Адам Смит оказался прав: рынок должен творить чудеса, и эффективным оказался все-таки капитализм. После всех кризисов и революций он, кажется, идет к стабилизации. Собственно, моя книга о заблуждениях социалистов изображает капитализм в уже стабилизированном виде, несколько забегая вперед. Капитализм – это экономическая и политическая система, работающая по правилам . Я называю их в книге “моральными правилами”, но дело тут совсем не в морали, а в безличном действии этих правил, то есть в соблюдении законов . Только там, где соблюдаются законы, может быть свобода и, в частности, свободный рынок. Интеллигенты не понимают этой связи: они дорожат личной свободой, но хотели бы контролировать экономическую жизнь. Я подчеркиваю в моей книге, что гражданской свободы никогда не было до капитализма: это его великое достижение, наряду с созданием неслыханного прежде благосостояния.
Рабочие не должны жаловаться на капитализм. Они никогда в истории не пользовались такими благами, как сейчас. И, в сущности, им ничего и не надо, кроме материального благополучия и кое-каких развлечений. Чего всегда требовала чернь? Panem et circenses! [Хлеба и зрелищ (лат.)] – обычное требование римской бедноты в эпоху империи. Надо сознаться, что из их благополучия ничего интересного не проистекает. Шведские социал-демократы дали своим рабочим всевозможные блага, в том числе шестинедельный оплачиваемый отпуск. И что же? Думаете, это стимулировало их духовное развитие? Я видел их в Остии на пляже, они загорали, и им не приходило в голову посмотреть Рим.
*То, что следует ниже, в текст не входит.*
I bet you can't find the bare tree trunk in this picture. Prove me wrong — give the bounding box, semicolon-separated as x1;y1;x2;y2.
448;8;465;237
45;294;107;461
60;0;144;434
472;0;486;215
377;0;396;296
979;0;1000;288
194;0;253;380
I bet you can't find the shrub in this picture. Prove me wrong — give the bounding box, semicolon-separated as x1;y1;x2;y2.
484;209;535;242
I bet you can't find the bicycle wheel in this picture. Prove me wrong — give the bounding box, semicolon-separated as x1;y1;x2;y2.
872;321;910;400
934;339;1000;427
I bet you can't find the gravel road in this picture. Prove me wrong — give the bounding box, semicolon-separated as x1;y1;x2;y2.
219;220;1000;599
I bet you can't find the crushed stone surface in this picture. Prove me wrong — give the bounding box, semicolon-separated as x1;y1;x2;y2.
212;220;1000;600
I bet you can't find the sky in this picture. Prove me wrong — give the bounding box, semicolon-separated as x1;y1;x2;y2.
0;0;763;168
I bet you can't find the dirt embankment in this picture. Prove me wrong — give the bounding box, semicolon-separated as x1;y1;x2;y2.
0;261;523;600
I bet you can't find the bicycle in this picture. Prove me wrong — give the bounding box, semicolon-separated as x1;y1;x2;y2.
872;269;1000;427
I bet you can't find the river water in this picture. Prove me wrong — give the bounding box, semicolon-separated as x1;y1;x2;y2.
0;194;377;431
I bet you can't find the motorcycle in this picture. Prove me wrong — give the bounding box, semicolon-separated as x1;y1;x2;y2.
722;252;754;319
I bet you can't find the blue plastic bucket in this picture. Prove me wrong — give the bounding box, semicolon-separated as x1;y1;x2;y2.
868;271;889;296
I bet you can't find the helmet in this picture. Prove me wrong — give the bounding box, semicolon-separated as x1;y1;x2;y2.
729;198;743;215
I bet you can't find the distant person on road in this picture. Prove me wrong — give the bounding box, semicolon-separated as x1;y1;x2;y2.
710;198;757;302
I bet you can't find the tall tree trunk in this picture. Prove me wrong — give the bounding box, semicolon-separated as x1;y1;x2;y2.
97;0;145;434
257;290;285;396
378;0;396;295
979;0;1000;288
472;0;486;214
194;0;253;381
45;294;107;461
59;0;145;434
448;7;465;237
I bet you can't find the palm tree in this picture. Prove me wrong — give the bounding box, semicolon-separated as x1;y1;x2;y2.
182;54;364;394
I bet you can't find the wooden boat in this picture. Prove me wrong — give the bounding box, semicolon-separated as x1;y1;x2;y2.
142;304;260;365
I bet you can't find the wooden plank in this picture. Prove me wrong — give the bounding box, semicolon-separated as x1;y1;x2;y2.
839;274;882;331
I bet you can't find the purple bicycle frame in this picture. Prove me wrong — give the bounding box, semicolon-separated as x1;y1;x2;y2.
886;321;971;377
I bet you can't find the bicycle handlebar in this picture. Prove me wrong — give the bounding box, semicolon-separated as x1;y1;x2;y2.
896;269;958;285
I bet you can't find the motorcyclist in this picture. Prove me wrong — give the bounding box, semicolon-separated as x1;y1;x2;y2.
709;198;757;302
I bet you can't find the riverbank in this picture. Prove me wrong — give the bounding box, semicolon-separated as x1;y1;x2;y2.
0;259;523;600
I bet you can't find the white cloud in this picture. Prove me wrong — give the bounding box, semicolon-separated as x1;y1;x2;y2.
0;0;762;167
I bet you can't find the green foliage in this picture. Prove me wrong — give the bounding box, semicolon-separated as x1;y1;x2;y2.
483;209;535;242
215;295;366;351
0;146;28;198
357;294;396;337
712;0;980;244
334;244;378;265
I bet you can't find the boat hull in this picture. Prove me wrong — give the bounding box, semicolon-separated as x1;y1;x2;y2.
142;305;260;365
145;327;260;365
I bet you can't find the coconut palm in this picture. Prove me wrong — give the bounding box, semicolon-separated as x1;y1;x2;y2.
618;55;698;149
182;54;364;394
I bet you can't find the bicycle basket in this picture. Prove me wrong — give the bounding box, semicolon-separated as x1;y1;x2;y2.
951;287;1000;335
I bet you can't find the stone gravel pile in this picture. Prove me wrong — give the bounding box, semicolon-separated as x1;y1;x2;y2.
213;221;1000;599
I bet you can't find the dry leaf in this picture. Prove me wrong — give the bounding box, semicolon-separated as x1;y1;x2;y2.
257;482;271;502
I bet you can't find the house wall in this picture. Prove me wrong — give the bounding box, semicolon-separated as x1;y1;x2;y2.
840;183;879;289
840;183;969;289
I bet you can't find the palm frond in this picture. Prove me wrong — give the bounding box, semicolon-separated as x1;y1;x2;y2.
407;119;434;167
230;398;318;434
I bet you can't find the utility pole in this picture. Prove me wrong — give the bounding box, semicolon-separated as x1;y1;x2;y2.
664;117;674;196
Сытая чернь спокойна и не опасна. Конечно, вы спросите о будущем нашей культуры, но ведь я – только экономист, мое дело – обеспечить стабильность. Мой друг Поппер думает, что можно будет все-таки проводить частичные реформы, он называет это piecemeal engineering [Кусочная технология (англ.).]. Ему виднее, он философ. Но я доволен и тем, что у нас на Западе установилось, как кажется, свободное общество. Насколько прочное, по правде говоря, я не знаю: все зависит от соблюдения “моральных правил”. И я должен сознаться, что это меня беспокоит.
Что заставляет людей соблюдать законы? Я не скрываю в моей книге, что законы – это не просто правила, оптимизирующие экономическую игру. Если бы это было так, то можно было бы надеяться раз навсегда установить такие правила и обеспечить стабильное общество, пока оно не надоест. Но увы, наши “моральные правила” – то есть законы, потому что при капитализме “мораль” формулируют юристы – несут в себе всю свою темную историю. Они связаны с “ценностями”, то есть с традиционным пониманием добра и зла, идущим от наших примитивных предков, с обычаями, сложившимися в первобытной орде. Да, я называю это гипотетическое сообщество ордой, а не племенем, как говорят другие. Я неважный антрополог, и дикари мне не внушают симпатии. Их “моральные правила” возникли в очень узком обществе, а теперь у нас совсем другой, “расширенный” порядок. Я подчеркиваю этим, что непосредственные отношения между людьми, какие были в первобытной орде, в современном обществе невозможны. “Правила” приходится соблюдать по отношению к незнакомым людям, не вызывающим у нас эмоций. Но в их основе остается некоторая ценностная подкладка, нечто архаическое и уже ненужное, что и заставляет прибавлять к существительному “правила” прилагательное “моральные”. Вы заметили, конечно, что это прилагательное – чужеродное выражение в моей системе.